9 Siswa dalam menyesuaikan diri dengan perasaan takut akan berakibat buruk dan
menghancurkan kemampuan mereka. Sedangkan prajurit yang ketakutan dapat menjadi penyerang yang terbaik, namun pelajar yang ketakutan akan selalu menjadi siswa yang
bodoh.
3. Belajar yang sesungguhnya Real Learning
Kegiatan seperti mencari kosakata, menghafal sebuah puisi, mengoperasikan komputer, dan aktivitas-aktivitas lainnya termasuk dalam kegiatan belajar. Kegiatan
belajar dapat dilakukan di mana saja baik di sekolah maupun di luar sekolah. Kegiatan belajar tidak selalu berarti senyatanya sungguh-sungguh belajar real learning. Real
Learning atau belajar yang sesungguhnya berhubungan dengan perbedaan antara apakah yang diharapkan dapat diketahui oleh anak dengan apakah yang sebenarnya
mereka ketahui. John Holt 1981;63 mengatakan dalam bukunya How Children Fail: What
seem simple, natural and self evident to us, may not seem to a child. yang kelihatan sederhana, alami dan percaya diri kita, tidak demikian dilihat oleh anak.
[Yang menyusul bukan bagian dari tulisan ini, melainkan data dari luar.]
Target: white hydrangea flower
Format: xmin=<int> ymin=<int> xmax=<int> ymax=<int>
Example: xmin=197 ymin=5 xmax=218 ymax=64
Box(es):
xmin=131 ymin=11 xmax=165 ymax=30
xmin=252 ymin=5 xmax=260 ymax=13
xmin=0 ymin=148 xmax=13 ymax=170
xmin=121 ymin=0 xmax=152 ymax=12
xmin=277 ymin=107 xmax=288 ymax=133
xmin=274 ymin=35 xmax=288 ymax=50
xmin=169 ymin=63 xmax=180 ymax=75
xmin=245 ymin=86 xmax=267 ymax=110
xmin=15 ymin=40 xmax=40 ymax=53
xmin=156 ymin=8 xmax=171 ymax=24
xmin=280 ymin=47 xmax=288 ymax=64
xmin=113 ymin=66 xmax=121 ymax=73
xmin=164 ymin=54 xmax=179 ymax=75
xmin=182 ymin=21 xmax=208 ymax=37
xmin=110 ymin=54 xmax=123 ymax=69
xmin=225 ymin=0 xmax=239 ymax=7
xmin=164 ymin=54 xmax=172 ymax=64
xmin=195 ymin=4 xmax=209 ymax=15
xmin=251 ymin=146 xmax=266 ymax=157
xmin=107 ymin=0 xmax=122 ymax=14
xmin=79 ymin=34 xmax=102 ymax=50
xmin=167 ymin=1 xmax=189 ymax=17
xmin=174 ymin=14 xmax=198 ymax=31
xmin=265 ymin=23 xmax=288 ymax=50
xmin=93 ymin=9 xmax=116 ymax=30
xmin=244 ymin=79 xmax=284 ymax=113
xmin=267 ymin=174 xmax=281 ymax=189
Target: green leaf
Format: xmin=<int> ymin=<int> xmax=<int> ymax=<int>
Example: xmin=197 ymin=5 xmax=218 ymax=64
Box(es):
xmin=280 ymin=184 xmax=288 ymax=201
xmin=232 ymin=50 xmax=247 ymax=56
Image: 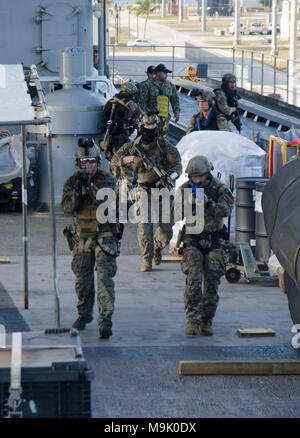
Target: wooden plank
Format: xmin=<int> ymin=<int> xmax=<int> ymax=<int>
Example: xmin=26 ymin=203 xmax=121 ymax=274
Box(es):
xmin=236 ymin=328 xmax=276 ymax=337
xmin=0 ymin=258 xmax=11 ymax=264
xmin=179 ymin=360 xmax=300 ymax=376
xmin=161 ymin=256 xmax=182 ymax=263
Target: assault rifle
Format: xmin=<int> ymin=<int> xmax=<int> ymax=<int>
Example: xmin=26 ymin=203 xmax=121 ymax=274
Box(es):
xmin=101 ymin=101 xmax=117 ymax=153
xmin=231 ymin=110 xmax=242 ymax=133
xmin=76 ymin=171 xmax=99 ymax=199
xmin=131 ymin=142 xmax=177 ymax=190
xmin=75 ymin=170 xmax=89 ymax=196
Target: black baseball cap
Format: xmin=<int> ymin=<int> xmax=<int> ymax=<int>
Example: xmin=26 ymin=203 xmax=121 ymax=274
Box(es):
xmin=146 ymin=65 xmax=155 ymax=74
xmin=154 ymin=64 xmax=172 ymax=73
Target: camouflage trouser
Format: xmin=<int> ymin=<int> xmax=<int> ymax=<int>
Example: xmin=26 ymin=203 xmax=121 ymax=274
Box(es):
xmin=71 ymin=235 xmax=118 ymax=328
xmin=181 ymin=242 xmax=226 ymax=323
xmin=136 ymin=191 xmax=173 ymax=262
John Holt
memberi contoh tentang pemahaman angka 10. Orang dewasa telah terbiasa dengan angka 10 sehingga tidak pernah membayangkan perbedaan angka satu dan nol untuk
bilangan sesuatu, apakah lebih besar atau sama. Kita harus akui, kesulitan guru terjadi pada saat pertama mengenalkan angka kepada anak-anak, agar mereka tidak merasa
mendapat teka-teki yang tidak jelas. Dikhawatirkan, pada saat pertama dikenalkan angka 10 anak-anak akan kaget sehingga mereka tidak pernah memahami atau akan
membekukan penalarannya waktu memikirkan hal tersebut. Seorang guru Bahasa Indonesia di SLTP, harus sangat bijak dalam mengajarkan
Countable and Uncountable Nouns. Siswa berpikir bahwa benda yang Countable adalah benda yang dapat diberi bilangan satu, dua dan seterusnya. Dalam otak siswa
tidak pernah atau tidak terbiasa memikirkan perbedaan Countable dan Uncountable Nouns, karena tidak dikenal dalam Bahasa Indonesia.
10
4. Yang Dipikirkan Siswa dalam Mengikuti Pelajaran
Orang dewasa sering tidak mengetahui apakah yang sebenarnya sedang dipikirkan oleh anak. Jika anak tidak dapat memahami hal yang sangat umum, hal itu
dimungkinkan karena bahasa yang digunakan sulit dipahaminya, atau paling tidak disebabkan adanya kontradiksi antara kebiasaan yang mereka alami dengan yang kita
bicarakan. Kita tidak dapat mengatakan anak itu bodoh bila ia tidak dengan cepat memahami ide kita ketika diminta membagi angka 6 dengan ½. Contoh : siswa yang
memahami definisi pembagian akan menjawab dengan benar yaitu 12. Namun, bagi siswa yang merasa telah ahli dalam perkalian pecahan yang dipelajari beberapa hari
sebelumnya, mereka akan mengartikan pembagian dengan definisi yang berbeda. Kalau membagi 6 kedalam tengahan, berapa besar tiap-tiap tengahan, sehingga mereka
berfikir berapa separuhnya 6, maka jawabannya adalah 3. Di sini guru menemukan kesulitan, karena tidak menjelaskan perbedaan definisi pembagian, sehingga definisi
kedua ini tidak dapat diterapkan pada kasus tersebut. Penjelasan yang keliru oleh guru akan menyebabkan salah pengertian siswa.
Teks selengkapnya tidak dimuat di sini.